The main injector provides fuel to the combustor at high power loadings with the fuel being ignited by the pilot flame. It is desirable to control the manner in which the pilot flame and the main combustion zone interact. To vary the interaction between the pilot and main zone the splitter is provided with a profiled edge such that it has an axial length which varies around the circumference of the splitter.
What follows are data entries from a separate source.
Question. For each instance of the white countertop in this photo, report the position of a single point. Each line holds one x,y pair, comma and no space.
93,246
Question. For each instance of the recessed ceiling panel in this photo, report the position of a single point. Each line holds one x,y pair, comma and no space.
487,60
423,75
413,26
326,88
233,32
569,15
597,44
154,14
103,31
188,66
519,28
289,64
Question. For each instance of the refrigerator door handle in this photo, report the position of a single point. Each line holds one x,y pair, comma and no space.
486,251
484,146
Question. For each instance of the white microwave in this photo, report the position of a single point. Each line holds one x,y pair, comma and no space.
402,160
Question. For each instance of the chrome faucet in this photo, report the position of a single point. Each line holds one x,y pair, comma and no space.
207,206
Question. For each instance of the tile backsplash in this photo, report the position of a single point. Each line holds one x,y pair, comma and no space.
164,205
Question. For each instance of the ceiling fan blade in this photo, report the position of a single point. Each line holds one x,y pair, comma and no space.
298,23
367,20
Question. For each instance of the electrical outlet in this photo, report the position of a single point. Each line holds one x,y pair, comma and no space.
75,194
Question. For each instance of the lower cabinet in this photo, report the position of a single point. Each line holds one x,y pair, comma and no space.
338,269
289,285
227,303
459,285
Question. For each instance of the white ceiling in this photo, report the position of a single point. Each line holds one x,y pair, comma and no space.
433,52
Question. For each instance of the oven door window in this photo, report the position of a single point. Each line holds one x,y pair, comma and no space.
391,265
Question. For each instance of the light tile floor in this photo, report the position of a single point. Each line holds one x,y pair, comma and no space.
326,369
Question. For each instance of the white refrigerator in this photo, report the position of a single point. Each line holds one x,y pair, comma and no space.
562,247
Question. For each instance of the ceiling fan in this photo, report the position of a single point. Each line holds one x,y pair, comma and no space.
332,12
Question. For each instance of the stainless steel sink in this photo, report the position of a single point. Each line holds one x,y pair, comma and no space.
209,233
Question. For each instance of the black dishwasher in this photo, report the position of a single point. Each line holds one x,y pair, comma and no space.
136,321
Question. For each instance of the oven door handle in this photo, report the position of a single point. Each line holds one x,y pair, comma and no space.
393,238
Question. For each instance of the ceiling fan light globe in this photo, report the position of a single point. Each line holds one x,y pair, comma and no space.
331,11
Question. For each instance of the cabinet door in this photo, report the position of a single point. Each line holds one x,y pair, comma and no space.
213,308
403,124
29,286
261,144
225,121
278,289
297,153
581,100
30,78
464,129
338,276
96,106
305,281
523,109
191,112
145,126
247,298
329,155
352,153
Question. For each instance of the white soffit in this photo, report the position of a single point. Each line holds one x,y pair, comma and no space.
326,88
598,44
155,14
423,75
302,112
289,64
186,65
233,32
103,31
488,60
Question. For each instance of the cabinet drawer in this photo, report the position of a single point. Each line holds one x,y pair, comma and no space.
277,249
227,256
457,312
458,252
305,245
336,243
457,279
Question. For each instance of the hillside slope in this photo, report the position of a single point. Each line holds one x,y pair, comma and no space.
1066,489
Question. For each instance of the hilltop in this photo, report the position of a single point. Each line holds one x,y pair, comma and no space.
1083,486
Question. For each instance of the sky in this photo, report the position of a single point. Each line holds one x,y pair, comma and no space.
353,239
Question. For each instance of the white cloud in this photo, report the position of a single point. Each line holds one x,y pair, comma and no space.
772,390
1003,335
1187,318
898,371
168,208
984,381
FIGS. 3a-3c depicts the splitter in an unwrapped view i.e. the annular component is opened up and laid out flat. In FIG. 3a the downstream edge 60 defines arcuate portions thus providing a smoothly varying downstream edge the profile may be sinusoidal or other curve profile. This edge profile provides a high degree of variability. Other similar profiles comprise a saw-tooth shaped downstream edge shown in FIG. 3b.

FIG. 3c depicts an alternative arrangement where the edge profile has a notch 62 Which locally accelerates mixing and the interaction between the pilot and main zones. One of the further benefits of this arrangement has been an improved light round reliability in which the discrete discontinuity and locally accelerated mixing helps to promote flame kernel transfer between adjacent injectors.

Various modifications may be made without departing from the scope of the invention. In particular, components described with respect to one or more of the embodiments may be interchangeable with similar components described in other embodiments.

Whilst endeavouring in the foregoing specification to draw attention to those features of the invention believed to be of particular importance it should be understood that the Applicant claims protection in respect of any patentable feature or combination of features hereinbefore referred to and/or shown in the drawings whether or not particular emphasis has been placed thereon.

Claims

1. A fuel injector head for a gas turbine engine comprising: a pilot injector having a central axis, the pilot injector being arranged to direct fuel and air to a pilot combustion zone, a main injector located radially outwardly of the pilot injector and being arranged to direct fuel and air to a main combustion zone, a splitter separating the pilot injector from the main injector and comprising a body, the body defining an axis, an annular surface and a downstream edge wherein the annular surface has a circumferentially varied axial length so that interaction between the pilot combustion zone and the main combustion zone initiates from least two different axial positions.

2. A fuel injector head according to claim 1, wherein the downstream edge is of a generally sinusoidal form.

3. A fuel injector head according to claim 1, wherein the downstream edge is of a form which defines arcuate portions.

4. A fuel injector head according to claim 1, wherein the downstream edge has a notch.

5. A combustor having a plurality of injectors according to claim 4.

6. A method of promoting flame kernel transfer between adjacent injectors in a combustor according to claim 5, the combustor having a circumferential swirl flow pattern, the method comprising the step of locating the notch in a circumferential position around at least one of the injectors to induce locally accelerated mixing between the pilot and main zones of the injector which is convected by the circumferential swirl flow pattern to an adjacent injector.